Relationships at Rashi grow in each classroom between teachers and students, students and one another. Surrounding this core are siblings, parents, grandparents, faculty and staff. We are part of the Boston community and the global community. In each of these circles, as educators, learners, Jews, and those seeking Justice, we grieve at the violence that Black people and POC have faced and continue to face in the United States.
We think of George Floyd, Breonna Taylor, Ahmed Aubrey, and many others.

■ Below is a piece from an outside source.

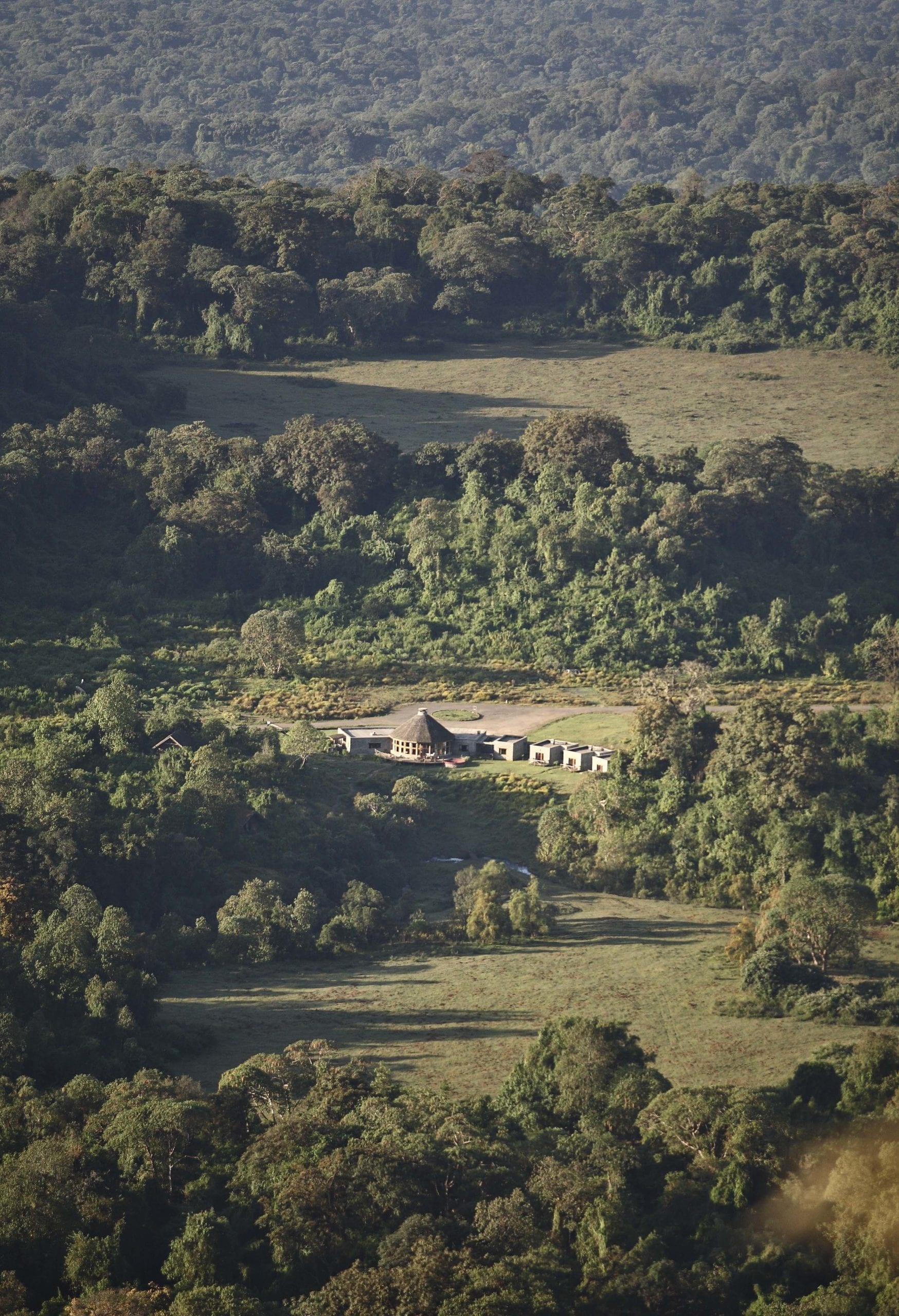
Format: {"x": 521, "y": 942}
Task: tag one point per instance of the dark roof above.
{"x": 169, "y": 743}
{"x": 423, "y": 729}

Students learn about Black Lives Matter, a human and civil rights movement “composed of entities at the local, national, and international levels. The Black Lives Matter movement is purposefully decentralized, emphasizing the importance of the idea itself. Among the prominent entities working to end systemic racism and white supremacy in the United States are organizations named the “Movement for Black Lives” and “Black Lives Matter.” As with the many Jewish communal organizations that exist, each has its own base of support with some overlap, and none speaks for the Black Lives Matter movement overall.” (Learn more at the Union for Reform Judaism’s blog). The Anti-Defamation League (ADL) released a statement on the death of George Floyd, and has shared a resource for talking with children over the age of 11.
Director of Visual Arts, Erica Smiley, integrates a social justice lens, focused around intersectionality and racism, into her art class. Here is her account of working with her Grade 5 students this spring after the killing of George Floyd:
Grade 5 discussed the killing of George Floyd, and learned about local and international artists’ responses to his killing in Minneapolis. We looked at murals from around the world, and then watched a tutorial by local artist, musician, and educator TJ Reynolds.

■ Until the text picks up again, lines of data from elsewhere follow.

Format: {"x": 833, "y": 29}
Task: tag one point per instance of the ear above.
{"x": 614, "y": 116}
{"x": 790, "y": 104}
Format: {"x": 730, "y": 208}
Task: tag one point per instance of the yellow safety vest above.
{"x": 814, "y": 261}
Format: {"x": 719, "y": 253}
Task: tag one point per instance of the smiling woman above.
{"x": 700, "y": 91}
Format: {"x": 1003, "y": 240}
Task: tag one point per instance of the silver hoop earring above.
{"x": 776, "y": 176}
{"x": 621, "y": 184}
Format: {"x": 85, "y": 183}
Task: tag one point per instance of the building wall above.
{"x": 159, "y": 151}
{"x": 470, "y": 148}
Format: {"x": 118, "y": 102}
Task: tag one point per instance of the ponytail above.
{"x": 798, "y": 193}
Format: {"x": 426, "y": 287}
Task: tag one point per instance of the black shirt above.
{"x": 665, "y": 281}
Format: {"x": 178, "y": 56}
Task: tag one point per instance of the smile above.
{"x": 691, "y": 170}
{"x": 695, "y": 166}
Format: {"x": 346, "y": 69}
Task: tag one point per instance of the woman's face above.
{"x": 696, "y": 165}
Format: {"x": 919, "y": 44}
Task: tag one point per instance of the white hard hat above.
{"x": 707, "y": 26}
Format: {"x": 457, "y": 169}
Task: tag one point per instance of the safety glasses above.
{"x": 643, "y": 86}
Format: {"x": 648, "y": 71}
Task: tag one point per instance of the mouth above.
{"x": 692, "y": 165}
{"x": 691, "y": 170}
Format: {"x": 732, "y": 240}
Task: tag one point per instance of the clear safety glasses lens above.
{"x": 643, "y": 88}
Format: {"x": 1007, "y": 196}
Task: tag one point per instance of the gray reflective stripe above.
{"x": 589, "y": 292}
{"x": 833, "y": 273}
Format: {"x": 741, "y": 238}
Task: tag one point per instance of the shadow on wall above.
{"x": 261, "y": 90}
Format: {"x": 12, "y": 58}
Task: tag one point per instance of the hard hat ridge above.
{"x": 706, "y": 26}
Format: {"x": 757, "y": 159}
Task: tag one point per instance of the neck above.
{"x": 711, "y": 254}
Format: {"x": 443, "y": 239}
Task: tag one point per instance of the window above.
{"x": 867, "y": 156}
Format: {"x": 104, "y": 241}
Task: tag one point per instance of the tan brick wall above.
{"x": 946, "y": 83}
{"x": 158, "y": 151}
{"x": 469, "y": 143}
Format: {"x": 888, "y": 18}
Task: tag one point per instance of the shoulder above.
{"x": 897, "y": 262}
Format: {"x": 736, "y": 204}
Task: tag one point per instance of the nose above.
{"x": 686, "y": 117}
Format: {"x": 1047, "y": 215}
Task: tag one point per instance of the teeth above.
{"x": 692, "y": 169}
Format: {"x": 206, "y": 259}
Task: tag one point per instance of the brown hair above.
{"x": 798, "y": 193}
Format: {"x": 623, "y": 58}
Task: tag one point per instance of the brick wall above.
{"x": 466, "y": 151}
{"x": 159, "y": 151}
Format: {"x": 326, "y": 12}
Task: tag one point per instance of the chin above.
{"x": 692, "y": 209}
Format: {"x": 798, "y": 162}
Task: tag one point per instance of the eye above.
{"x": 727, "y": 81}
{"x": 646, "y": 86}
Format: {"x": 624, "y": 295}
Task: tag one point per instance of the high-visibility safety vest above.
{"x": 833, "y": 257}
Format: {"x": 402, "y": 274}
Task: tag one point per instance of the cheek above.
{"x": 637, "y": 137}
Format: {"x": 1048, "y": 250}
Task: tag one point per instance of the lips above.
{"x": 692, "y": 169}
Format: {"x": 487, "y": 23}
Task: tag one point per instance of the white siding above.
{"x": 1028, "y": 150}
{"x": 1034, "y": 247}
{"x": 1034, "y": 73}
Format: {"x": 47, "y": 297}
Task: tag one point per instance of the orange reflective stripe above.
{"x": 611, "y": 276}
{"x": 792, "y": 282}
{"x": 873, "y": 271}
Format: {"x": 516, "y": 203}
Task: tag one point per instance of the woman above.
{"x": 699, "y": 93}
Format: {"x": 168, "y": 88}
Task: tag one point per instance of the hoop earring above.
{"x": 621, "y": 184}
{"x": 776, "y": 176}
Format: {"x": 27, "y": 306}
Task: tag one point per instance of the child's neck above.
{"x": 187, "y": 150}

This mural is at the site where George Floyd died in Minneapolis. The work was painted by Xena Goldman, Cadex Herrera, Greta McLain, Niko Alexander, and Pablo Hernandez. The sunflower contains the names of the many other people of color who have died in police custody.
Here is the tutorial posted by local artist, musician, and educator TJ Reynolds (check out his website here):
Students could choose to either follow the tutorial, or to incorporate the content and/or techniques into their personal reaction/interpretation.
As the need for anti-racist education becomes increasingly evident, it is my hope that as an art teacher, I will communicate the essential message to my students that Black Lives Matter.
My K-8 art curriculum has long been inclusive of artists of color. However, it has become glaringly apparent that it is not enough to simply teach them about artists of color; I must take the next step so that my curriculum is not only inclusive, but explicitly anti-racist.
One way I approach this is by teaching students not only about the artists’ work, but about the racism that these artists faced, and how this influenced their lives and their work. It has been a springboard to some amazing class discussions.
What comes next? Head of School Adam W. Fischer wrote to the Rashi community on June 1:
At Rashi, we know that our compassion and understanding are important and that when they lead to action, we can make a difference. Let us all recommit to standing up for what is right, to leaning into uncomfortable conversations, and to using our sacred platform to educate our students. Let us recommit to growing a generation that will redouble efforts to dismantle the systems that maintain institutionalized racism.
These conversations require courage. We must harness our sadness, anger, and frustration to engage and pursue justice. As a school leader, I pledge to do the work. Together, our faculty and staff will do the reading, listening, learning, and make space for the conversations. We must all work to become better allies and to support one another in standing against racism.